Science


Current lab interests have recently shifted, and we now use state-of-the-art calcium imaging techniques to identify cellular changes in calcium signaling with aging and Alzheimer's disease (AD) in the somatosensory cortex (S1). We have moved away from measuring electrophysiology and imaging of single neurons in the hippocampal slice to infer on elements that contribute to memory decline, and now instead, focus on ambulatory decline, S1 neuronal and astrocytic calcium responses (Scientifica 2P Hyperscope) during head-restrained ambulation (Neurotar environment) as well as gait dysregulation. We are investigating network properties in neurons and astrocytes using GCaMP8 or GCaMP6 (respectively) using non-traditional (i.e., no threshold) calcium analyses and a pipeline developed in house using a continuous wavelet transform data extraction routine. This approach helps us report on network synchronicity, activity, density and pacing during ambulation across different substrates (2-5 mm grids).
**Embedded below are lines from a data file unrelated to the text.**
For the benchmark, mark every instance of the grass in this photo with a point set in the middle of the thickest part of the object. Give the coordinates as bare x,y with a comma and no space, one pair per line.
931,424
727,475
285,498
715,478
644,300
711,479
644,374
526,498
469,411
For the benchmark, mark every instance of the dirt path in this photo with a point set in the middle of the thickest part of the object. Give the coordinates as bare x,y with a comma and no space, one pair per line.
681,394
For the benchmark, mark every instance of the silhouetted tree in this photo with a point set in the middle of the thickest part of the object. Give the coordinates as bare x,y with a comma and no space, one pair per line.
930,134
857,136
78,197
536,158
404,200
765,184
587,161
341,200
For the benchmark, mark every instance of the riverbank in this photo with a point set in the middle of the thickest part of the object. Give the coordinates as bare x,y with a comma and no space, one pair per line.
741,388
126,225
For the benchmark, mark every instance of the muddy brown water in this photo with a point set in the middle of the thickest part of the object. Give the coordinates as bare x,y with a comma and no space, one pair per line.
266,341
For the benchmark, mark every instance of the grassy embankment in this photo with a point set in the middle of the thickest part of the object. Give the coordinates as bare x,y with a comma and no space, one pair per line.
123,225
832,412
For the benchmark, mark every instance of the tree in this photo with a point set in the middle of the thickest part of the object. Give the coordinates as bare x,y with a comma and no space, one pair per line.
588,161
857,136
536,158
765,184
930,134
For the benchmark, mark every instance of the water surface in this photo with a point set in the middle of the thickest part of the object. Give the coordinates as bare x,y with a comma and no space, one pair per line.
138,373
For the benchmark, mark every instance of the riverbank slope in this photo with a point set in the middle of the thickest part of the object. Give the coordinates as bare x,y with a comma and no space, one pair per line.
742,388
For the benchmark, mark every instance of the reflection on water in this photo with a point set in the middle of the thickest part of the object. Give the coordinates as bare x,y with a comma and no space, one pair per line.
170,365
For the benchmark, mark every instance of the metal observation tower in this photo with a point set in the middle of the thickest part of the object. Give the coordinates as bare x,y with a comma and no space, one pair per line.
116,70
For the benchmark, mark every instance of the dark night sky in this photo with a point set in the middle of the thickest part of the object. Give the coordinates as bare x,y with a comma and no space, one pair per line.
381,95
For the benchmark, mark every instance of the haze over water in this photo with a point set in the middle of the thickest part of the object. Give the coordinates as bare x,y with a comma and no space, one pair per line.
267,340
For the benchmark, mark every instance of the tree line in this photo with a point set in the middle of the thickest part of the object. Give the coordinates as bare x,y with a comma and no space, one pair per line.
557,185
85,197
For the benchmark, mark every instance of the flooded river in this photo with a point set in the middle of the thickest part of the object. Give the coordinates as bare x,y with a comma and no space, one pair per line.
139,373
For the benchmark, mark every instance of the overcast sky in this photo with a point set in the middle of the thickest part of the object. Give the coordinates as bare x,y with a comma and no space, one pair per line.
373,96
We also continue to develop new protocols for measuring bioenergetics with sufficient spatial and temporal resolution for analysis in single live cells in cultures and in tissue slices. This uses PercevalHR, a ratiometric ATP:ADP nanosensor, which we have succesfully expressed in vivo. We now routinely image changes in S1 astrocyte calcium levels during ambulation.

We continue to use intranasal insulin delivery to try to offset cognitive decline in animal models of amyloidosis and are now overexpressing and knocking out the insulin receptor in astrocytes. A current focus is on understanding the mechanism(s) by which insulin alters brain function, perhaps via altering motivation to ambulate or by manipulating network properties in S1 that help control gait parameters.

Our combined efforts, including behavioral and molecular approaches are aimed at identifying novel therapeutic targets that may contribute to prevention of fall and associated negative consequences in aging and/or AD.